# A+ Slingshots PS2 review



## JTslinger (Jan 26, 2015)

I received an A+ Slingshots PS2 slingshot a little over a year ago as a gift from a friend. Initially I started shooting it pinch grip, but found out after speaking with Perry that the frame is designed to be held thumb support style. After switching my grip to thumb support, I started shooting a lot better with it.

The finish is fantastic and the edges are well rounded, making the frame very comfortable to hold. The generous 2.5" fork gap makes this frame very friendly for beginners.

My one complaint, however minor, is the depth of the band the grooves in the forks. I find the grooves to be a little to deep, making tying on the bands a little tricky as the bands tend to want to move around while performing the first few wraps.


----------



## Metropolicity (Aug 22, 2013)

JTslinger said:


> I received an A+ Slingshots PS2 slingshot a little over a year ago as a gift from a friend. Initially I started shooting it pinch grip, but found out after speaking with Perry that the frame is designed to be held thumb support style. After switching my grip to thumb support, I started shooting a lot better with it.
> 
> The finish is fantastic and the edges are well rounded, making the frame very comfortable to hold. The generous 2.5" fork gap makes this frame very friendly for beginners.
> 
> My one complaint, however minor, is the depth of the band the grooves in the forks. I find the grooves to be a little to deep, making tying on the bands a little tricky as the bands tend to want to move around while performing the first few wraps.

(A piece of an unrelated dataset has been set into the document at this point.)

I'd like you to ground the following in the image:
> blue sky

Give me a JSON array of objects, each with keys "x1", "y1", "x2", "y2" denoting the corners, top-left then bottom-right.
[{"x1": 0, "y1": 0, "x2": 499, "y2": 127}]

If you cut your band ties a little bit longer, you can wrap a few times BEFORE you lay the band on to tie, I find it slips less when there is a footing for the band to grip onto instead of trying to do the first few wraps with the bands and the ties all at the same time.


----------



## oldmiser (Jan 22, 2014)

You bet I tie wrap just like Eric said..about 3 or 4 good wrap's of the tie in the groove..you band set does not move around..Been doing

this for a couple years....nice review..yes Perry has some nice shooters..Another great shooter for your collection..

~AKAOldmiser


----------



## JTslinger (Jan 26, 2015)

Metropolicity said:


> JTslinger said:
> 
> 
> > I received an A+ Slingshots PS2 slingshot a little over a year ago as a gift from a friend. Initially I started shooting it pinch grip, but found out after speaking with Perry that the frame is designed to be held thumb support style. After switching my grip to thumb support, I started shooting a lot better with it. [/size]
> ...


I will give that a try when I band it up.


----------



## slingshot shooter (Jan 22, 2013)

Ive also been holding it wrong then. 
Awesome review learned a thing or two from the review and have the same not so much of a problem but will do what metro said to do. 
-slingshot shooter


----------



## Chuck Daehler (Mar 17, 2015)

Nice review and comparing it to the Scout was good too...a well known design as well. You could dish out the fork for your index finger to add a little ergo for just you, refinish with P.U. which is likely what the orginal finish was. For a commercial "fit 'em all" frame it sure looks nice all the way around. That pinky hole feature adds lots of stability without weight or bulk. For a production board cut I can't see how it could be better other than slots instead of ties...but since some use tubes and some flats, slots couldn't be done on a one for all frame.

Perhaps a buyer's mod with slots cut into the fork tips if one wants that feature?


----------



## Dayhiker (Mar 13, 2010)

Nice review. I'm with you on the grooves being too deep as well. I have that same problem with Perry's most excellent BB shooters as well. I found my single, very thin TheraBand black getting cut and breaking on the sharp edge of the grooves. So I ordered another one and asked that he leave out the grooves. With the light ones I filed in myself, it's working fine now.

The PS2 is an awesome slingshot, especially for beginners. I absolutely love mine. It was the first slingshot that I could actually shoot with any kind of accuracy. Comparing it with the scout was a great idea, like Chuck said. I have 4 Scouts and love them too. Good luck. I'm sure you will really love shooting that gem now that you have a "handle" on it.


----------